A non-clustered index has the same b-tree structure as a clustered index.  The primary difference is within the record.  Each record has an additional field or fields that point back to the clustered index.  For example inside the testnonclst index it contains both “modifieddate, orderqty” the data being indexed and the clustered index “SalesOrderID, SalesOrderDetailID” fields that it references.  Understanding this is a b-tree structure you can put all your data inside this non-clustered index that satisfiys your query.  Another way of saying this is any fields used by your query will reside within your index.  The outcome is the loss of the two IO’s back to the clustered index, for each record since all your data is covered inside your non-clustered index.

 

 

drop index testnonclst on Sales.SalesOrderDetail

 

create index testnonclst_Covered

on Sales.SalesOrderDetail(modifieddate, orderqty, CarrierTrackingNumber)

 

If you examine the query below and compare it to the above index creation, your covering all three fields in the query, CarrierTrackNumber which is being selected, and your two predicates, Modifieddate and orderqty.  Determining which field goes on the left should be based on selectivity of each field.

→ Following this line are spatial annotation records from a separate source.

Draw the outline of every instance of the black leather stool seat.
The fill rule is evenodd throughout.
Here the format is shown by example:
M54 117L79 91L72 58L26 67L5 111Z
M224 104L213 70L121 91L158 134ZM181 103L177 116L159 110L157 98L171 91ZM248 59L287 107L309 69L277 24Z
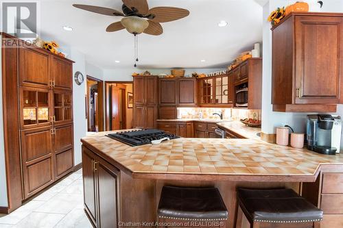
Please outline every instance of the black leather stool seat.
M216 188L163 186L158 217L172 219L215 220L228 218L228 210Z
M239 205L247 218L266 223L320 221L323 212L292 189L238 189Z

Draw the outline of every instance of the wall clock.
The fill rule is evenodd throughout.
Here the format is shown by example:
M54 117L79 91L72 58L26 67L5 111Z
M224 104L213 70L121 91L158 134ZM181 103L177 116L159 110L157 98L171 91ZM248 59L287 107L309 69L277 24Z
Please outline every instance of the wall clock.
M81 72L76 71L74 75L74 80L75 82L76 82L76 84L80 86L84 81L84 75Z

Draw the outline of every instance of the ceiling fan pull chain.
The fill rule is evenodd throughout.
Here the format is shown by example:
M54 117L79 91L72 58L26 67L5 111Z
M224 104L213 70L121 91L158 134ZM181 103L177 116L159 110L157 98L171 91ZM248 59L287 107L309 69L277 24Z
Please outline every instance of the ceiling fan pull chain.
M138 62L138 36L136 36L136 62Z
M137 39L137 36L136 34L134 34L134 64L133 65L134 67L137 66L137 64L136 64L137 61L137 45L136 43L136 40Z

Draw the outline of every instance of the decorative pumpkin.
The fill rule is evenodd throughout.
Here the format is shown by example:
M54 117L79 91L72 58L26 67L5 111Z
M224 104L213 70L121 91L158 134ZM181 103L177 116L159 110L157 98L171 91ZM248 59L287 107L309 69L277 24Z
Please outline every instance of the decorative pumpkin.
M55 41L51 41L45 42L43 48L49 51L54 54L58 54L58 52L57 51L57 48L58 47L58 45Z
M293 10L297 12L309 12L309 4L303 1L297 1L293 4Z
M292 12L309 12L309 4L303 1L297 1L294 4L288 5L285 10L285 16Z
M278 8L274 11L270 13L268 16L268 21L270 21L272 25L275 25L279 24L280 21L285 16L285 7L282 8Z

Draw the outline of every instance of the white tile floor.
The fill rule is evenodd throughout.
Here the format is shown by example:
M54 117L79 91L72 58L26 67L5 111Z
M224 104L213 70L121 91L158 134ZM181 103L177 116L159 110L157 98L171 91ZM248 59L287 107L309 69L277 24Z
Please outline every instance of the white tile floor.
M82 171L69 175L10 214L0 228L91 228L83 210Z

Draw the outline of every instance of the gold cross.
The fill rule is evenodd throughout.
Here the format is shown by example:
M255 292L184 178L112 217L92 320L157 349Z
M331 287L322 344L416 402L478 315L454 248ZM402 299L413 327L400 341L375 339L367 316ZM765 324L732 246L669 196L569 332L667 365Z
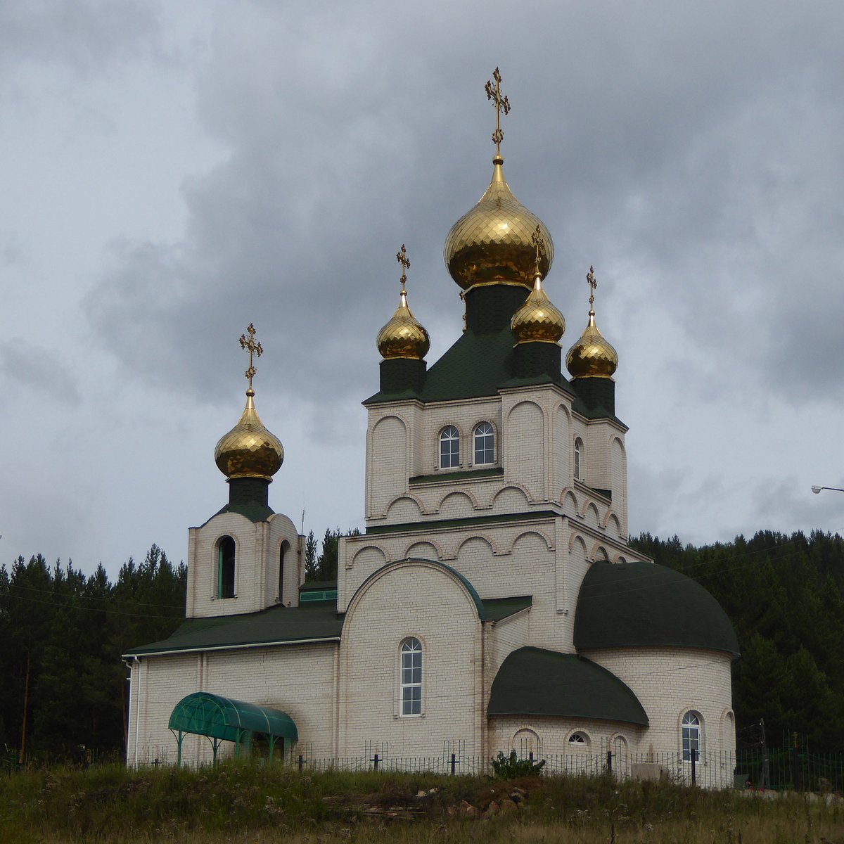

The highest selectivity of the field used in your predicates should go to the left. 

 

select CarrierTrackingNumber

 from Sales.SalesOrderDetail

where modifieddate between '2001-08-01' and '2001-09-01'

and orderqty > 3

 

 

When we run the query above our IO’s drop to 31 IO’s to return 301 records, almost 10 records per IO.  This is because it does a partial scan on the leaf level of the index rather then needing to due a seek.  The numbers are close to the 29:1 ratio of the first query run against the clustered index.  However because your carrying the extra fields of the pointer back to the clustered index, you’ve added 8 bytes to each record.

 

The final improvement to be made is remove the carrierTrackingNumber field from the index and using the “include” clause as part of the index.  By doing so you’re appending this field to the non-clustered index at the leaf level, and ignoring any sorting of this field.  This serves two purposes the first is space savings on the intermediate levels of the b-tree which will give a small performance gain, and the second is fact that you don’t have to sort your data as it comes in, and avoid page splits at every level.  In the following example splitting and sorting are not an issue, but if modifieddate and orderqty had a significant amount of duplicates it would have a good size impact during inserts and updates.

 

 

drop index testnonclst_Covered on Sales.SalesOrderDetail

 

create index testnonclst_Covered_include

on Sales.SalesOrderDetail(modifieddate, orderqty)include( CarrierTrackingNumber)

 

 

After running the same query with this structure there’s a 7 percent gain dropping to 29 IO’s.  The benefits gained through using include are dependent on sorting as mentioned earlier, and the size of the included field.  The larger this field the greater the benefits.